I agree that the code complexity is introduced by the redundancy, but at least when I wrote this GHA workflow, there was no way to get around it.

Best, Leo

lcolladotor commented 3 years ago

And yes, it's a complex GHA workflow. But it's what's really made it much easier for me to work and collaborate on new R packages that we are about to submit to Bioconductor and it's helped me a lot with reducing the time spent trying to reproduce errors I might not have on my system.

Instead of simplifying the GHA workflow, I need to expand the documentation.

nuno-agostinho commented 3 years ago

Hey @lcolladotor !

Thanks for the reply!

On a similar line of thought, I would not drop the bioconductor-docker code because that's exactly the system that is most useful for reproducing bugs seen on the Bioconductor build machines. If that fails, there's no point really in running tests on Windows/Mac.

Okay, but imagine that you are trying to fix a Mac and/or Windows-exclusive issue: you have to wait for the Linux one to finish first (even if you know it’s not problematic) before other builds start.
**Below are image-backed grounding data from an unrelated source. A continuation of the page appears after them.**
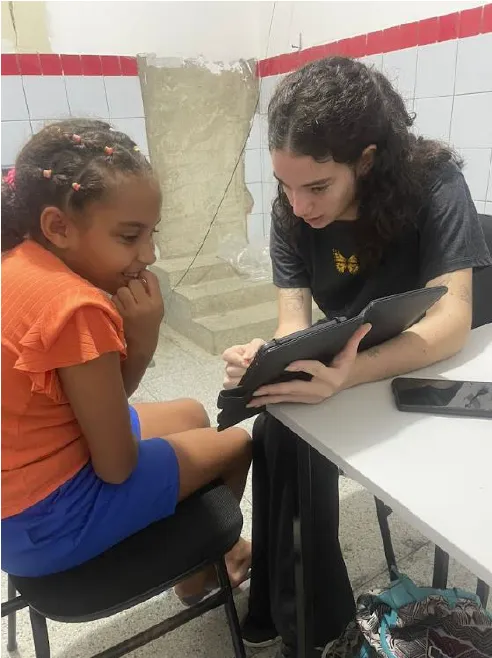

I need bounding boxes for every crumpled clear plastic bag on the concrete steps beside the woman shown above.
[217,235,272,281]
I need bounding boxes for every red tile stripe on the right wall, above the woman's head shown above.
[256,3,492,78]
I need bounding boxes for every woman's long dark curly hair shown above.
[268,57,461,267]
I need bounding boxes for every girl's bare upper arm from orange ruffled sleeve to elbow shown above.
[58,352,138,484]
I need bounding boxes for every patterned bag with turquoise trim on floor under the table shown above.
[323,575,492,658]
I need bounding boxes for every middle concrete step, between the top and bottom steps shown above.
[168,276,277,319]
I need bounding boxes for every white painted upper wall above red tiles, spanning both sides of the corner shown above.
[26,0,483,62]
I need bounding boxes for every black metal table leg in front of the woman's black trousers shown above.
[294,438,314,658]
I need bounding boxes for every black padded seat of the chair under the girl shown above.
[11,484,243,622]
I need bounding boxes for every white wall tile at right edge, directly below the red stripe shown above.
[455,33,492,94]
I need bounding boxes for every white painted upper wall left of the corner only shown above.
[46,0,262,61]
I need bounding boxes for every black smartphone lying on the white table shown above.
[391,377,492,418]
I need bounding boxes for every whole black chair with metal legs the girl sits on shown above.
[2,484,245,658]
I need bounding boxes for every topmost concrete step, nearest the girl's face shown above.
[151,255,236,292]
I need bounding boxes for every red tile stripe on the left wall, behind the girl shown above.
[2,54,138,76]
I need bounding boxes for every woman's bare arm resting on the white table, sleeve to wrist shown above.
[344,269,472,388]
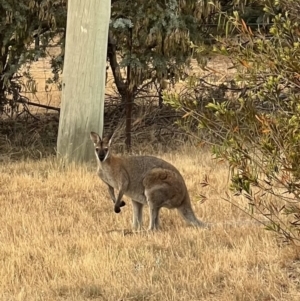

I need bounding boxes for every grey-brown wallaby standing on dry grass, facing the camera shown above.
[90,132,205,230]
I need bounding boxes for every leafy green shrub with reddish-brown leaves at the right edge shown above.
[165,0,300,243]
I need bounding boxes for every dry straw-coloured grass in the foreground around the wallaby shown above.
[0,150,300,301]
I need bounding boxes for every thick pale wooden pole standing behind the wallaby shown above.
[57,0,111,163]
Why not get the R and Bioconductor versions in the Mac/Windows builds from somewhere else so all builds are run in parallel?
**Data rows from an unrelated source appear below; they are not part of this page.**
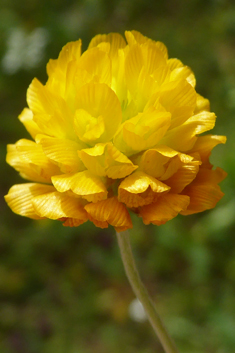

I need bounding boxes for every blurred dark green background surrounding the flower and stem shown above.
[0,0,235,353]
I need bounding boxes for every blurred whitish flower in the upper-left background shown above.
[2,27,49,75]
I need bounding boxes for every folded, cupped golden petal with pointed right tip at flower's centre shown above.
[79,143,138,179]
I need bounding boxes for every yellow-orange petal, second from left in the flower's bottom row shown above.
[32,188,88,224]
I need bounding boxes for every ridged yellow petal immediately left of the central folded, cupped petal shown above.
[37,135,85,173]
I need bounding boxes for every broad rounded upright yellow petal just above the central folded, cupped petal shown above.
[75,83,122,145]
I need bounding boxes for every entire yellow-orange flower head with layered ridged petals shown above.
[5,31,226,231]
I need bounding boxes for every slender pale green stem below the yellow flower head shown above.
[117,231,177,353]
Instead of simplifying the GHA workflow, I need to expand the documentation.

Always in favour of improving documentation :)

Cheers!

nuno-agostinho commented 3 years ago

Also,

the Bioconductor daily builds are the best for regular reports on all operating systems.

I would say GHA has its advantages, namely that you can restart a failed build immediately (instead of waiting a day for the next build) and check if something just crashed momentarily (e.g. a timeout of an external API). To test if it’s just a temporary error, if using Bioconductor system:

whereas using GHA:

I don’t see the problem of testing in redundant systems and I find GHA more flexible.
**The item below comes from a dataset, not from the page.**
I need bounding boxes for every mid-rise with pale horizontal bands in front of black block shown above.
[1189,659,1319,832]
lcolladotor commented 3 years ago

Hi,

I just finished merging https://github.com/lcolladotor/biocthis/pull/11 and adding several features. The stuff about docker first then mac & Windows is no longer true, since now all 3 of them run in parallel, thanks to Marcel ^^.

Regarding cron, we can mention it somewhere on the docs, but I wouldn't make it the default. Just as a note, you might want to avoid Fridays since that's the day that the bioconductor docker devel image gets updated.

I have a few meetings and have to polish another package later today. But I'll come back to this issue. If you have time, I'd appreciate a PR for documenting the cron code and/or ubuntu names & RSPM.

Best, Leo

LiNk-NY commented 3 years ago

Hi all, @lcolladotor

I agree with @nuno-agostinho about having parallel checks on the package running. If we were to consider the "pure" Bioconductor approach, we would only use Biconductor "ordained" Docker images which would point to the Linux builds. As mentioned in other conversations, the Bioconductor Build System (BBS) is quite hard to replicate due to its complexity. Currently, the Bioc Docker images are the ones closest to matching the BBS setup. Any failures specific to Windows / Mac will not necessarily be the case on the BBS which sort of detracts from having the Windows / Mac versions available.

Cron jobs are icing on the cake and should be optional inputs to the use_bioc_github_action function for maintainers that want continual checks.

RSPM: I agree that the RSPM link will change when the Ubuntu version changes. It is a matter for maintainers to pick this up when it does. The next LTS release version is quite a ways ahead of us (it gets released every 2 years AFAIK). We could even use this map to automatically change that link: https://wiki.ubuntu.com/DevelopmentCodeNames

Best, Marcel

lcolladotor commented 3 years ago

Those cron jobs could be expensive icing on the cake hehe ;) Specially if you are testing a package on a private GitHub repo.

And thanks for the link on RSPM. I don't think that we need to make that code dynamic really, given the 2 year time window you outlined.